С уходом Хрущева из Москвы в 1938 г. оба деятеля продолжали встречаться на заседаниях Политбюро. Во второй половине 1940-х гг. им еще раз пришлось поработать вместе: Каганович был направлен Хрущеву в помощь на Украину. Даже после смерти Сталина Лазарь Моисеевич старался давать советы Никите Сергеевичу. По собственному признанию, он положительно оценил и поощрял активность Хрущева в вопросах внешней политики государства[269]. Это подтверждает черновик замечаний к докладу, присланному Никитой Сергеевичем. Каганович сделал ряд замечаний по отдельным пунктам, а по поводу одного из разделов высказался особо. Тщательно подбирая выражения, аккуратно вычеркивая одни и вписывая другие слова, он написал Хрущеву: «Что касается раздела “Некоторые принципиальные вопросы современного международного развития”, то я свои замечания высказал на заседании президиума ЦК. Надеюсь, что в той или иной форме и мере ты учтешь при окончательном редактировании… На президиуме я сказал, что я понимаю и согласен с[о] стремлением докладчика отразить новое и сделать нашу работу гибче для [одно слово неразборчиво, возможно: “привлечения”. – К. А] колеблющихся. При этом я также, как и ты, исходил из того, что мы руководствуемся одними и теми же положениями марксизма-ленинизма. В частности тем, что классики марксизма-ленинизма неоднократно подчеркивали, что их теория не догма, а руководство к действию и что поэтому необходимо подходить к явлениям общественной жизни творчески, а не догматически.

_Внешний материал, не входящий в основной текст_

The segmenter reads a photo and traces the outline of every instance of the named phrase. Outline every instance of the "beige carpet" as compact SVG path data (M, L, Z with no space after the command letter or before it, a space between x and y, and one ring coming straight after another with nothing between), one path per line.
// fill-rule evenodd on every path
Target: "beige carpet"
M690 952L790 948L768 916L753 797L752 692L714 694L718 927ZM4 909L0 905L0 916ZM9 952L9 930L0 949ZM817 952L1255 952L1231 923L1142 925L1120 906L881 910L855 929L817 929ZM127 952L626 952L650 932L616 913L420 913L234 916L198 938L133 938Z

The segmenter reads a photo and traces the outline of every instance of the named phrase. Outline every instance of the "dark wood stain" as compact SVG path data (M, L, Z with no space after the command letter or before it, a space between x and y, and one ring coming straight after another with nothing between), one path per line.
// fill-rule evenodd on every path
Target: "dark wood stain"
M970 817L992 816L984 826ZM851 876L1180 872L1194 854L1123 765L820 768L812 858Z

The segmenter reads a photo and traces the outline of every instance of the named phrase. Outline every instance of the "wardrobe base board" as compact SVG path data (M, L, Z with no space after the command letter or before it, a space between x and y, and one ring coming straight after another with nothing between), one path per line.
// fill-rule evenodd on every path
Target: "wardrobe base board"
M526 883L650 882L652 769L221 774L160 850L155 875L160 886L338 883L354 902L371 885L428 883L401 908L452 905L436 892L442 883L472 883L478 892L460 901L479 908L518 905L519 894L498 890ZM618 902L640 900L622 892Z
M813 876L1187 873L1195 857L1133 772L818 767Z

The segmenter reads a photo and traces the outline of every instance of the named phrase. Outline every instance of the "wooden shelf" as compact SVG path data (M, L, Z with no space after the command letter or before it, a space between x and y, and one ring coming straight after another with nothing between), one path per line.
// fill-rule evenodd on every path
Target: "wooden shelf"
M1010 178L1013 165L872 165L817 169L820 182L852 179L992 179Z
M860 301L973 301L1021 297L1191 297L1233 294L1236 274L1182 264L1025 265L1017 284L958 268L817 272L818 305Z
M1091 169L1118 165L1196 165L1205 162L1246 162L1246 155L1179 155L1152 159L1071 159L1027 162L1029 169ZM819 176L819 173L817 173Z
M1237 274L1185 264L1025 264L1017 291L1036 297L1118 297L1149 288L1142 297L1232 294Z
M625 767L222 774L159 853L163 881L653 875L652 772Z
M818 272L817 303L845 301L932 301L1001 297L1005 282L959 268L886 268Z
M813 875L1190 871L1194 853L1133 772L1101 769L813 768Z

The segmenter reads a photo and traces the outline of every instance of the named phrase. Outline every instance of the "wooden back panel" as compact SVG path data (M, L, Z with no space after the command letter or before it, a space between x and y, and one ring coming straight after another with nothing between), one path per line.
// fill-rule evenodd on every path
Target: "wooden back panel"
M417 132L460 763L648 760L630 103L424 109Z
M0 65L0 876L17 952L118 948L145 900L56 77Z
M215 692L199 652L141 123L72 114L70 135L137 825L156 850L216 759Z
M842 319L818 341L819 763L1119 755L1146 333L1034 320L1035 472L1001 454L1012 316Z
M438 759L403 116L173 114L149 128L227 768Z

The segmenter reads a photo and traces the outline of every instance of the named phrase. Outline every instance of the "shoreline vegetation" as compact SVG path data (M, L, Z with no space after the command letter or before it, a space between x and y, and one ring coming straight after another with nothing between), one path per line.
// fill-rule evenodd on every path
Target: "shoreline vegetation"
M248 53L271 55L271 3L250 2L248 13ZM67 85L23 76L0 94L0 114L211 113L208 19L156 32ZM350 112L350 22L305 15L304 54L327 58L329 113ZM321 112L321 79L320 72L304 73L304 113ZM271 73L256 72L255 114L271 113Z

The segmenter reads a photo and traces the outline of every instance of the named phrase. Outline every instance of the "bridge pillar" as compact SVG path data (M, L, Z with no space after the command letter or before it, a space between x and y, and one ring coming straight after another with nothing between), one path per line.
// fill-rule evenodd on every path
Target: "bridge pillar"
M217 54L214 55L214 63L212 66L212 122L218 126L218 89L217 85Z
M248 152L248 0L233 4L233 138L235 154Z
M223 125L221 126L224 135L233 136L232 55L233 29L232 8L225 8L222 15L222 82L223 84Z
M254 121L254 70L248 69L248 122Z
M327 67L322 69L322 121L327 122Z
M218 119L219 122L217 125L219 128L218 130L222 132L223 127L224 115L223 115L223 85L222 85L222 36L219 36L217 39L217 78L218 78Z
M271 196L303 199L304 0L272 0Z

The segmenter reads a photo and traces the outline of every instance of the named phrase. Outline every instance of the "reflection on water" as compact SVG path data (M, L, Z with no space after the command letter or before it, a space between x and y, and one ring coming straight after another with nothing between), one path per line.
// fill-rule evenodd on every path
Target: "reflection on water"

Диалектически[й] материализм является теоретической основой марксизма-ленинизма, учит, что условия классовой борьбы пролетариата меняются. Поэтому, применяя основные принципы марксизма-ленинизма, необходимо учитывать изменившиеся условия. Однако при этом необходимо формулировать это новое очень четко и ясно, чтобы основные положения теории марксизма-ленинизма, составляющие его существо, не пострадали»[270]. Как видно из документа, Каганович не изменил своей привычке «к систематичности и даже к теоретизированию», на которую обратил внимание еще в 1930-е гг. Э. Кольман[271]. Однако Хрущеву, занявшему должность первого секретаря ЦК КПСС, советы бывшего наставника уже не требовались. В 1957 г. их пути окончательно разошлись.